(on va dire que c dit français parce que c'est aussi un peu de la littérature mais bon c'est pas grave au sinon )
En faite la c'est une des lettre de madame de Sévigné:

« Il faut que je vous conte une petite historiette, qui est très vraie et qui vous divertira. Le Roi se mêle depuis peu de faire des vers ; Mr De Saint-Aignan et Dangeau lui apprennent comme il s'y faut prendre. Il fit l'autre jour un petit madrigal, que lui-même ne trouva pas trop joli. Un matin, il dit au maréchal de Gramont : Monsieur le maréchal, je vous prie, lisez ce petit madrigal, et voyez si vous en avez jamais vu un si impertinent. Parce qu'on sait que depuis peu j'aime les vers, on m'en apporte de toutes les façons. » Le maréchal, après avoir lu, dit au Roi : « Sire, Votre Majesté juge divinement bien de toutes choses ; il est vrai que voilà le plus sot et le plus ridicule madrigal que j'aie jamais lu. » Le Roi se mit à rire, et lui dit : « N'est-il pas vrai que celui qui l'a fait est bien fat ? – Sire, il n'y a pas moyen de lui donner un autre nom. – Oh bien ! dit le Roi, je suis ravi que vous m'en ayez parlé si bonnement ; c'est moi qui l'ai fait. – Ah ! Sire, quelle trahison ! Que votre majesté me le rende ; je l'ai lu brusquement. – Non, Monsieur le maréchal ; les premiers sentiments sont toujours les plus naturels. » Le Roi a fort ri de cette folie, et tout le monde trouve que voilà la plus cruelle petite chose que l'on puisse faire à un vieux courtisan. Pour moi, qui aime toujours à faire des réflexions, je voudrais que le Roi en fît là-dessus, et qu'il jugeât par là combien il est loin de connaître jamais la vérité.

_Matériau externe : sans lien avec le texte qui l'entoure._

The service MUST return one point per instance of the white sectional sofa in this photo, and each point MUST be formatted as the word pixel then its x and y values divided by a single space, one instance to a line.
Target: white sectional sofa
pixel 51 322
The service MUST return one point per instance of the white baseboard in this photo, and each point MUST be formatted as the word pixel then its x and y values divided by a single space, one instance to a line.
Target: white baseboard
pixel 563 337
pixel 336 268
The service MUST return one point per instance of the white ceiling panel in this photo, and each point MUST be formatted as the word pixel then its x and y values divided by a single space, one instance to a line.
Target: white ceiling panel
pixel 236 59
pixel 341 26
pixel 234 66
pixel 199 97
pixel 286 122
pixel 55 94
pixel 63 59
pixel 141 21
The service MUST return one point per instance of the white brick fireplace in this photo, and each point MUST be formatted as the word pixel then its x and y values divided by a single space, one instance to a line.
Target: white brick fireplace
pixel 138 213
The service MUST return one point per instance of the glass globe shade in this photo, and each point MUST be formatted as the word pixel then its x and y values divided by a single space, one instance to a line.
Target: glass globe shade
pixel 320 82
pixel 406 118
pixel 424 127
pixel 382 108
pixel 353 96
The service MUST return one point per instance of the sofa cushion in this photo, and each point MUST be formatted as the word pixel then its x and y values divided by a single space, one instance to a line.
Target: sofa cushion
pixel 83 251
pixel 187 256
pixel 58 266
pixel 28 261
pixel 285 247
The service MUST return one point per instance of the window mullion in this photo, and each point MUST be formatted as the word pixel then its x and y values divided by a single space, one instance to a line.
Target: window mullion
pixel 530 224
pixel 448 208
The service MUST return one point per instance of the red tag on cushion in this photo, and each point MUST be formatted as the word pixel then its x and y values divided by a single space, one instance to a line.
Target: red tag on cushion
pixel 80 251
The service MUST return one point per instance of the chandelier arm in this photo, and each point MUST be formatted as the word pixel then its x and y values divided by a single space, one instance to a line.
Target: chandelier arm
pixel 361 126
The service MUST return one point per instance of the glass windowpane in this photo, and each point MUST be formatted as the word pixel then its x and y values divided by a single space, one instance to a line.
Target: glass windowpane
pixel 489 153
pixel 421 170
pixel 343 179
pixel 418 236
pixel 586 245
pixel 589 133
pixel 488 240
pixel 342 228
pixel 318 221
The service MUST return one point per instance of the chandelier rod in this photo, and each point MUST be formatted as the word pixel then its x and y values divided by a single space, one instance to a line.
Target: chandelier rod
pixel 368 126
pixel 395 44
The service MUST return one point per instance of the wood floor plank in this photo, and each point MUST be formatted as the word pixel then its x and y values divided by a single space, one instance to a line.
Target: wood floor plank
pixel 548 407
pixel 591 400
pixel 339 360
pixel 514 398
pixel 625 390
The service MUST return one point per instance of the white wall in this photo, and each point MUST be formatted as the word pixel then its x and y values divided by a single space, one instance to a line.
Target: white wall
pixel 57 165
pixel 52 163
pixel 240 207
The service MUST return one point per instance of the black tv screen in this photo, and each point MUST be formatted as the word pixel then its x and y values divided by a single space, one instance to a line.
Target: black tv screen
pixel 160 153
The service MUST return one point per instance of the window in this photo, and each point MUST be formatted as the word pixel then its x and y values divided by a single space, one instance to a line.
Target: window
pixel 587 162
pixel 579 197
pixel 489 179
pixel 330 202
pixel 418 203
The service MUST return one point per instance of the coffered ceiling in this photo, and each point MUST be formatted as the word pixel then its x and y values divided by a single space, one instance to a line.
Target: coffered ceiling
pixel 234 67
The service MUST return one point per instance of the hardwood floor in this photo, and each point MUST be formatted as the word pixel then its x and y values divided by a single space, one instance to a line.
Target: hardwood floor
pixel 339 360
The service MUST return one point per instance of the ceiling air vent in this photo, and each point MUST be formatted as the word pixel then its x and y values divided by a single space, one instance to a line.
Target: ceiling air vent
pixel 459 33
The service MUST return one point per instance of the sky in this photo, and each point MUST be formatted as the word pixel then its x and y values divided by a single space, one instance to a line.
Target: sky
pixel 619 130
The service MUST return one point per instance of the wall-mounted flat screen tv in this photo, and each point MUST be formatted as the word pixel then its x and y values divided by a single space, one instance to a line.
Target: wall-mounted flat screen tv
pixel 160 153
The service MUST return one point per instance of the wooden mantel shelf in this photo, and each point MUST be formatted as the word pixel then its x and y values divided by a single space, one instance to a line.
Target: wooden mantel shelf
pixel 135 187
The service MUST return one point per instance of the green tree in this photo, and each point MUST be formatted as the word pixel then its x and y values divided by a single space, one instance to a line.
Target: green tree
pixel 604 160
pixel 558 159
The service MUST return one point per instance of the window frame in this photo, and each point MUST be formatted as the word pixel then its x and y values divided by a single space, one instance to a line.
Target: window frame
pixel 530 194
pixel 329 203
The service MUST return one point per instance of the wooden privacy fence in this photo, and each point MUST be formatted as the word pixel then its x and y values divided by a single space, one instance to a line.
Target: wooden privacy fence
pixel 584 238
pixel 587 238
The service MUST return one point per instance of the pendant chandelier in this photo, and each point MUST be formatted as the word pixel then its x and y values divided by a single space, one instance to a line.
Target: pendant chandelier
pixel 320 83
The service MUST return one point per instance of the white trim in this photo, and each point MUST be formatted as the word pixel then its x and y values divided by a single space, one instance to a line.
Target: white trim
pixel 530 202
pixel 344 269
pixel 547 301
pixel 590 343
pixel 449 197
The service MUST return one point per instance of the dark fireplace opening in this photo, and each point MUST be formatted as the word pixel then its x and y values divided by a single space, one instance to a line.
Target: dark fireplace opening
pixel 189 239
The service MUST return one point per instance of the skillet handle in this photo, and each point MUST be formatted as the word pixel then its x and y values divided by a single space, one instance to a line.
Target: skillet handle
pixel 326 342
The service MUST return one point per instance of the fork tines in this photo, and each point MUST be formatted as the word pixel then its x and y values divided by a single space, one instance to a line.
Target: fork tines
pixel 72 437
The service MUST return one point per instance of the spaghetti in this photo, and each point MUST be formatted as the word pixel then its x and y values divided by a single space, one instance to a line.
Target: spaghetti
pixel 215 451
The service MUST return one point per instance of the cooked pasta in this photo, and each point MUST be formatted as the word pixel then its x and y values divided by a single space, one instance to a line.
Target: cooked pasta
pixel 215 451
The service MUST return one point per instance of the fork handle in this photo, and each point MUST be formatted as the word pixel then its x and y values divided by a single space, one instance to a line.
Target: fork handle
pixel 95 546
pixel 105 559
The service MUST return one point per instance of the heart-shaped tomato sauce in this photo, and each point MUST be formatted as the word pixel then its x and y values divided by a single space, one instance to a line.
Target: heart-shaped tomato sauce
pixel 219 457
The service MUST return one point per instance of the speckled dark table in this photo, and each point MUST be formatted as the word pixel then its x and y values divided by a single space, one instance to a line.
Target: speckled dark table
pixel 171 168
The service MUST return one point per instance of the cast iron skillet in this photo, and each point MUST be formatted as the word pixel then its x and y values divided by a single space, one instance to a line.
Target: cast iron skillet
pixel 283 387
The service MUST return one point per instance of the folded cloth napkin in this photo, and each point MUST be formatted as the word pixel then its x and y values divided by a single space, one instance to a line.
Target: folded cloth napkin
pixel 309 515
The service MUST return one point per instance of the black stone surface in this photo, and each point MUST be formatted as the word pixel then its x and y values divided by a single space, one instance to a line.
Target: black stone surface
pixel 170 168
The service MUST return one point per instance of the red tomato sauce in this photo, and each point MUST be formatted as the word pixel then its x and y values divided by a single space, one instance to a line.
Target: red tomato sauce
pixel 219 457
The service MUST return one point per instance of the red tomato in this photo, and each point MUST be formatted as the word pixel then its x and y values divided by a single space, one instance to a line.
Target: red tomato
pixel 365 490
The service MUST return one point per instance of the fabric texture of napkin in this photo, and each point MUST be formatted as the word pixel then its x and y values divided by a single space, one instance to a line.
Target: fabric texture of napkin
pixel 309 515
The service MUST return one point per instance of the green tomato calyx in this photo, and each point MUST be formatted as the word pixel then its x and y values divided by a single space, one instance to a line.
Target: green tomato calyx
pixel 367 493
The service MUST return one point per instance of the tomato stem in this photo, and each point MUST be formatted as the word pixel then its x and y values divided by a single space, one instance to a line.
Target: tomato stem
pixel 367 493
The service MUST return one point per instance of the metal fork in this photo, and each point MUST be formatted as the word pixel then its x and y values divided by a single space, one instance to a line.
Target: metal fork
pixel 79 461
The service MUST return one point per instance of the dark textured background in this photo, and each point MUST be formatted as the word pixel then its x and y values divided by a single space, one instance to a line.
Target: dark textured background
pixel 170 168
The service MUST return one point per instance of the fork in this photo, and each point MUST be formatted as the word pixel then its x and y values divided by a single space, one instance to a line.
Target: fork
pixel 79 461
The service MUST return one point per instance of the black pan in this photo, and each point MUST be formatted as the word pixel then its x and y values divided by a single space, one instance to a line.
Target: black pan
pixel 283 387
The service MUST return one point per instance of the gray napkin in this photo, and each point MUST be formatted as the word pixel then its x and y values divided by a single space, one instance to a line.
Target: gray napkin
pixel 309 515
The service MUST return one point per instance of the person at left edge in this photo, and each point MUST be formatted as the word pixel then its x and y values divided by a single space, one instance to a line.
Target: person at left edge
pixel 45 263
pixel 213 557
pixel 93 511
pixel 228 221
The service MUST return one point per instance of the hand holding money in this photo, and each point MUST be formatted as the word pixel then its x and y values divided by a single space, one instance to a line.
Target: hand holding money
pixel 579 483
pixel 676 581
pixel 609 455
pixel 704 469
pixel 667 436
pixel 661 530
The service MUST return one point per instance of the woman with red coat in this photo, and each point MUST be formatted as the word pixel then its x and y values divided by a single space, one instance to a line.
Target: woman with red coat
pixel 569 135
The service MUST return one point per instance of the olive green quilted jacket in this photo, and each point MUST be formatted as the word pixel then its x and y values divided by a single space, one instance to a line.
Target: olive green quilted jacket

Voila et y a des questions aussi c'est :
1) Le roi se comporte-t-il comme s'y on s'attend,dans cet épisode ? Pourquoi?
3) Pourquoi la situation est-elle ''cruelle'' ?
4) ''Moi qui aime à faire des réflexions"...Quelle est la morale de cette histoire,selon Madame de Sévigné?

1

Réponses

2014-02-25T22:42:05+01:00

1) Le Roi aurait à priori été tenté d'avoir un avis sur son œuvre : ici, non  seulement, il en dissimule l'origine mais la dénigre lui-même, ce qui n'est pas dans ses habitudes...
3) Le Roi, mécontent de son travail, dénigre son œuvre auprès d'un courtisan sans lui dire qu'il en est l'auteur : le courtisan, dans l'espoir de complaire au Roi, abonde dans son sens sans se douter de l'origine des vers. Ce n'est que dans un second temps que le Roi révèle qu'il en est l'auteur et l'autre tente tant bien que mal de se rattraper . Mais le Roi ne lui en laisse pas l'occasion, le laissant s'empêtrer dans son délit de flagornerie.

4) si Madame de Sévigné avait été mise à contribution, elle ne serait pas arrêtée à l'analyse lapidaire du Maréchal : elle aurait émis une analyse critique complète des vers telle que le Roi aurait compris à quel point il était loin de posséder une étincelle de talent. Mais elle ne se serait pas limitée à ce point précis; elle en aurait profité pour livrer au Roi une vision peu plaisante de la Cour surtout préoccupée à conserver les privilèges que le Roi lui accordait et ceci, au prix de toutes les compromissions imaginables.